Much of what has been discussed on financial news networks over the course of the past several days has centered on tariffs and the escalation into a potentially larger trade war. This is the type of negative news that the media enjoys pounding into its readers and listeners. Of course one should not put their head in the sand about potential consequences of an all out trade war, which we believe will not unfold though. To date the amount of product being impacted is just .25% of our economy. Adding some balance to the tariff discussion and the broader impact to the markets would be helpful. The one outcome I heard repeated today is the Dow Jones Index return is now slightly negative for the year. What about some of the broader indices though?

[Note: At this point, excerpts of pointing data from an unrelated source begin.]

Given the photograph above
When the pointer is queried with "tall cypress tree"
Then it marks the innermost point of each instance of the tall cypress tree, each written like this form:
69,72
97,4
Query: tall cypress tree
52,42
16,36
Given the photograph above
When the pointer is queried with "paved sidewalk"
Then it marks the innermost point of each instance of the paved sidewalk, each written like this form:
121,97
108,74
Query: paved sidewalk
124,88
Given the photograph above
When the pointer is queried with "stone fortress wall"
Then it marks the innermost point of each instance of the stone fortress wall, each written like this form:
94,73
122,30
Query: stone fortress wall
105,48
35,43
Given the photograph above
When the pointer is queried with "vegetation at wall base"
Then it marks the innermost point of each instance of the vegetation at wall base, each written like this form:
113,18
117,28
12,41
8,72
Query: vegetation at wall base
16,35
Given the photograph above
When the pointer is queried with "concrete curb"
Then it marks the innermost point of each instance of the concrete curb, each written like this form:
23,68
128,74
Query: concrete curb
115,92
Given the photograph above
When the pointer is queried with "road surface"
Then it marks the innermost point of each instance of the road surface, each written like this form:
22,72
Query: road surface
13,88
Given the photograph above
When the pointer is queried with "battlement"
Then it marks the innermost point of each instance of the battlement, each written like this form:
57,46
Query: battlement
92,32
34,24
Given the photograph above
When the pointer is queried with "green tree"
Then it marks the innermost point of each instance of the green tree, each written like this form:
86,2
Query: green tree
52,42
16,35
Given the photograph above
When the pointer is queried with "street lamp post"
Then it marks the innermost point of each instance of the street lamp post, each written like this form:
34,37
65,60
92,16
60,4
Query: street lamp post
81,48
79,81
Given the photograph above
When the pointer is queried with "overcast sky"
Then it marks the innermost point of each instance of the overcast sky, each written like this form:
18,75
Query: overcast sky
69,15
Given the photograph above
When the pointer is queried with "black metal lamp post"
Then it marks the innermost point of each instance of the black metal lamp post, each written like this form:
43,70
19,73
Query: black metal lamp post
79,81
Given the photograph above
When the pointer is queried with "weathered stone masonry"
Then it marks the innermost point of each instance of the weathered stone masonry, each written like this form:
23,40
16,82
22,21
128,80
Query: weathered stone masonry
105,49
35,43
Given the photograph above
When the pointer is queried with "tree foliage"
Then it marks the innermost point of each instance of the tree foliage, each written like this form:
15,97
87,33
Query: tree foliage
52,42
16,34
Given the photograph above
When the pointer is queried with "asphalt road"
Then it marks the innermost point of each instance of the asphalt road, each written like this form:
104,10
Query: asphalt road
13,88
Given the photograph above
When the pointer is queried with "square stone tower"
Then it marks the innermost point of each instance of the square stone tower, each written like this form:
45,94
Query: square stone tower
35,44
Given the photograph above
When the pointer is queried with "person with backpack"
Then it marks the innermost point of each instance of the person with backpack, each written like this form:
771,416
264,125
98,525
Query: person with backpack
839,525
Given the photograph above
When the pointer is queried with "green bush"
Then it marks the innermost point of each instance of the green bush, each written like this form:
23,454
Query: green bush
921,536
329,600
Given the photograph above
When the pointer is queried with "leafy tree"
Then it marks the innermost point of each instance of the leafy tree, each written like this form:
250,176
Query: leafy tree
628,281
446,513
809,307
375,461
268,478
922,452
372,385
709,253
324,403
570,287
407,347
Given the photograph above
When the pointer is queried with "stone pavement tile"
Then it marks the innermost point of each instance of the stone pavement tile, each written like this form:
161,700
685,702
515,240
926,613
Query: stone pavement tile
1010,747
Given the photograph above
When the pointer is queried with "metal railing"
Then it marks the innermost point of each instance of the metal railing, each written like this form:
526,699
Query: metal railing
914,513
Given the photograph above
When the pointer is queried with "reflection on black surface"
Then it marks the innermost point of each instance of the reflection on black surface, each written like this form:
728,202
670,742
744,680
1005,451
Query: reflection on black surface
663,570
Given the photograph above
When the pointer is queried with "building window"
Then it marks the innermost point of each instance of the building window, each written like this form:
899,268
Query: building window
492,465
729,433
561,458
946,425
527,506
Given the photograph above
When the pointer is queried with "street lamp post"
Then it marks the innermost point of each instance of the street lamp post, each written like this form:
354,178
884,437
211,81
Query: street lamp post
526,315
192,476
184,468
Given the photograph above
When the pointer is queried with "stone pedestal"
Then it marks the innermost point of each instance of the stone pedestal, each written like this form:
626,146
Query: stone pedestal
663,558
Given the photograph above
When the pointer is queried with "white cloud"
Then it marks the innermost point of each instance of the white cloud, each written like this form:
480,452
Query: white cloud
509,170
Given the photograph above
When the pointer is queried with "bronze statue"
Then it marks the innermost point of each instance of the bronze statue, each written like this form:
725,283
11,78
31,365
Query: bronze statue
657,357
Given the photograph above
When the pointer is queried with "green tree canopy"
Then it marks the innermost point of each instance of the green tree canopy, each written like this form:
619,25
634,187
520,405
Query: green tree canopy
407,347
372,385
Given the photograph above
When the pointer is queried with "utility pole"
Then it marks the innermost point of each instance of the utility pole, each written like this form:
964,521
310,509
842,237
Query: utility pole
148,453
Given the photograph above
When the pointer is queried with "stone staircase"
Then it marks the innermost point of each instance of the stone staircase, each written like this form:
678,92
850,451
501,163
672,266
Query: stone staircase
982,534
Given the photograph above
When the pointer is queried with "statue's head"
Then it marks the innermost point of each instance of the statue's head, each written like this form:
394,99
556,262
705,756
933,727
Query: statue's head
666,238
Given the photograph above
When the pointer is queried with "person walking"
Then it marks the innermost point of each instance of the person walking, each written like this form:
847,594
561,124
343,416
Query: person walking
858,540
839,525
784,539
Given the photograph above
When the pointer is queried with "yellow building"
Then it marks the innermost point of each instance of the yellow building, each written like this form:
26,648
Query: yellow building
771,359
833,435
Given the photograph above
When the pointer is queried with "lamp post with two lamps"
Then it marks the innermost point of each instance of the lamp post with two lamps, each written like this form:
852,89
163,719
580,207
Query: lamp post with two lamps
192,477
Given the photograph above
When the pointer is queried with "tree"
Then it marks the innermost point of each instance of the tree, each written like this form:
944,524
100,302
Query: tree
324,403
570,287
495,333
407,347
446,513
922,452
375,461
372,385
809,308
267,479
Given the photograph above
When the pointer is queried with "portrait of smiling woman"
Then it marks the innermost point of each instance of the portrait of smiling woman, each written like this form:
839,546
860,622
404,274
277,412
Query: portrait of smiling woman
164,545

Below is a year to date chart showing the return of several indices and ETF's that represent the S&P 500 Index, the S&P Midcap Index (IJH), the S&P Small Cap Index (IWM) and the MSCI Emerging Markets Index (EEM). Clearly, all is not bleak. The small cap index is up 10.85% this year through the close on 6/19/2018. The nearly half year return for midcap stocks is a respectable 5.52% and the S&P 500 Index remains up 3.33%. Emerging markets have been the weak link and partially due to the tightening monetary policy in the U.S which I discuss a little later.
After the market peak and sell-off that began at the end of January, the S&P 500 Index has traded in about a 200 point trading range as reflected by the box outline in the below chart. In addition to the sideways trading range, the shorter term market trend is moving higher within an increasingly tighter channel. The continuation trend hinges on whether the market breaks through the red resistance line to the upside or falls below the green support line.
A shorter time frame of the above chart that uses year to date percentage return can be seen below.
One last market chart of the S&P 500 Index is detailed below with the candlesticks reflecting price movement on a monthly basis. After the strong January performance both February and March were down months (red candles) while April, May and so far in June have been up months for the S&P 500 Index.
In a post I wrote in late May, Only The Good News, I discussed some positive economic and earnings charts. I will not repeat that content here; however, as it relates to the consumer, economy and earnings, much of this data is positive. Below is a chart that reflects the earnings revision ratio since the end of last month and upgrades continue to exceed downgrades.
Finally, if there is one area that merits keeping a close eye on it is market interest rates. While we continue to believe the yield curve does not invert near term, the below chart is certainly beginning to challenge that point of view as the curve has flattened to 35 basis points.
This flattening of the yield curve and more directly the Fed's continued monetary tightening is impacting emerging markets. Compounding the tightening impact is the impact tax cuts are having on the flow of US Dollars. This was discussed by Reserve Bank of India governor, Urjit Patel, in a recent article from the Business Standard, as he believes and notes:
"The US Federal Reserve should slow down its plans to shrink its balance sheet. Or else, the deluge of US treasury issuance to fund tax cuts will dry up the dollar liquidity globally, said Reserve Bank of India (RBI) governor Urjit Patel in an article in the Financial Times."
"Given the rapid rise in the size of the US deficit, the Fed must respond by slowing plans to shrink its balance sheet. If it does not, treasuries will absorb a large share of dollar liquidity. This will lead to a crisis in the rest of the dollar bond markets."
"the issue stems from Fed’s “long-awaited moves to trim its balance sheet and a substantial increase in issuing US treasuries to pay for tax cuts."
The potential repercussions to the equity market and economy that fall out of the tit-for-tat tariff battle makes the issue one investors need to keep in the forefront. However, as one looks at the economic, company level and consumer data, the positives currently outweigh the negatives at the moment. Unfortunately, positive news usually does not attract viewers and readers to the media publications; therefore receives much less attention from the media.